Thursday, October 15, 1998 Published at 10:43 GMT 11:43 UK
The angry student
'Angry schools' says the banner
By BBC reporter Stephen Jessel in Paris
A nationwide day of action is taking place in France on Thursday by senior high school students protesting at staff shortages and oversize classes.
Among the tens of thousands marching through Paris is a 16-year-old girl of my acquaintance.
She goes to a lycée in central Paris which is by no means one of France's most deprived; but she's one of the strike organisers at her school, in there somewhere with a banner demanding more teachers, more classes, more resources.
She has a point. Her class has 38 pupils. Two hours of French per week have been cancelled even though there is a vital exam in the subject next summer. An hour of maths has also vanished.
The school has 1,500 pupils; there is room for 50 in the library for those who don't have classes at a given moment.
Different schools and different pupils have different demands.
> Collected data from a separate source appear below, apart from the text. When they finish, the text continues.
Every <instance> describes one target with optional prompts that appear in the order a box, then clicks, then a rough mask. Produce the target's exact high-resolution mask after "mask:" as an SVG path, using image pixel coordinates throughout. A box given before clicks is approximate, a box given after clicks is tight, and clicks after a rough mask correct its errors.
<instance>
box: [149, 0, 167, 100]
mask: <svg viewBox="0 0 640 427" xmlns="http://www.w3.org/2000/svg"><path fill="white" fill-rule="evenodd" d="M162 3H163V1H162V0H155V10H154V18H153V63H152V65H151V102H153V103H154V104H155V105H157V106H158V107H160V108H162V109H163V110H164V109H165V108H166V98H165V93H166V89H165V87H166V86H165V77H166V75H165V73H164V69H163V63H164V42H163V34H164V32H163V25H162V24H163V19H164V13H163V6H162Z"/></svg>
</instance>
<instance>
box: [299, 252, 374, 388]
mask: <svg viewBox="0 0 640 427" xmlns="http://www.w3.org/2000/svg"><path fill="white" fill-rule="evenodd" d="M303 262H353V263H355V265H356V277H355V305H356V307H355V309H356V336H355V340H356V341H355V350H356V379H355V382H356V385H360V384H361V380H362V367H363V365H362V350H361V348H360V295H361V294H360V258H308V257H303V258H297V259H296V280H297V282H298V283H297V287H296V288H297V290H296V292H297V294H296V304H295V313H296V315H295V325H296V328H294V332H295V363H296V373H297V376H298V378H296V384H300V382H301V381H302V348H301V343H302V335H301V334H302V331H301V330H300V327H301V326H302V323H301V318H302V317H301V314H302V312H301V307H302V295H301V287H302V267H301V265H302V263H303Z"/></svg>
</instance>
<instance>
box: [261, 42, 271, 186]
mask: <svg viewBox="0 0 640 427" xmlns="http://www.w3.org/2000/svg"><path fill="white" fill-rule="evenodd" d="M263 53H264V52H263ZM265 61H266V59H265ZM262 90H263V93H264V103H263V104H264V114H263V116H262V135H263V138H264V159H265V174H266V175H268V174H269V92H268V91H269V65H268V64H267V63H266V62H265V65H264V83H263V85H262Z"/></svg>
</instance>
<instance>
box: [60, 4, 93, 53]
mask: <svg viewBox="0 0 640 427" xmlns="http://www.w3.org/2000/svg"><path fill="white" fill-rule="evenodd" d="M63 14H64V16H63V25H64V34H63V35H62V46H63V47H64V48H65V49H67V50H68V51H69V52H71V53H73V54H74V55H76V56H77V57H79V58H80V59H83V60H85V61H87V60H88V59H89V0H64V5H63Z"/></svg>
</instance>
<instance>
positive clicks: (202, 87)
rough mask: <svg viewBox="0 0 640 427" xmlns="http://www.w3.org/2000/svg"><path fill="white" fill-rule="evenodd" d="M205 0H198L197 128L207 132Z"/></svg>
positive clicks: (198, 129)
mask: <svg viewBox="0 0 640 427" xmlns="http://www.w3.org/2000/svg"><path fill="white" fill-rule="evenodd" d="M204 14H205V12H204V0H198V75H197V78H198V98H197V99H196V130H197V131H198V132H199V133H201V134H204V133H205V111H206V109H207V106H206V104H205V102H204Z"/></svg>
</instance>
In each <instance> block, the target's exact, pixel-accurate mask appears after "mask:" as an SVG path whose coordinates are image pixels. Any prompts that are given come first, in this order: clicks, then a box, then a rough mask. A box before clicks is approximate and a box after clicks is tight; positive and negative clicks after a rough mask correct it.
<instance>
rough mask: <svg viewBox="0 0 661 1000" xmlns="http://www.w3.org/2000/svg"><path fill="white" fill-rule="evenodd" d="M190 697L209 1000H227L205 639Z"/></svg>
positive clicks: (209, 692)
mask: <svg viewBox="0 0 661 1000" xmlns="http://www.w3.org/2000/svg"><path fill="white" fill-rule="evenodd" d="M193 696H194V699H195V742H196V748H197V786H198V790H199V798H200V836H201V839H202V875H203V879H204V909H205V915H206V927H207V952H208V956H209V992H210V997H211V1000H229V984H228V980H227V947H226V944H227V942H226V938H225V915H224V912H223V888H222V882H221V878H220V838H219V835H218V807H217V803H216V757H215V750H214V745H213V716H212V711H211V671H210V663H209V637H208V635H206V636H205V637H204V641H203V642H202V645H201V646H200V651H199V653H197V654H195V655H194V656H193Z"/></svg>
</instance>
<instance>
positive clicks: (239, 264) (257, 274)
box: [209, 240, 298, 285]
Many complain of timetables that may have gaps of five or six hours during a day. Others say the curriculum is overcrowded, or their buildings are in urgent need of repair.
Others again are ignoring the protests.
The girl in question has school six days a week, starting at 8am on four of those days but that isn't one of her complaints - she's more exercised that security may be compromised by the need to economise and that there isn't enough internal democracy.
There's no doubting the sincerity of the great majority of the demonstrators, nor the impossibility for the government immediately to meet so many sometimes contradictory demands.
The attitude of the teachers is one of benevolent neutrality; which is one of the reasons why - as her father - I am in broad sympathy with the 16-year-old girl in question.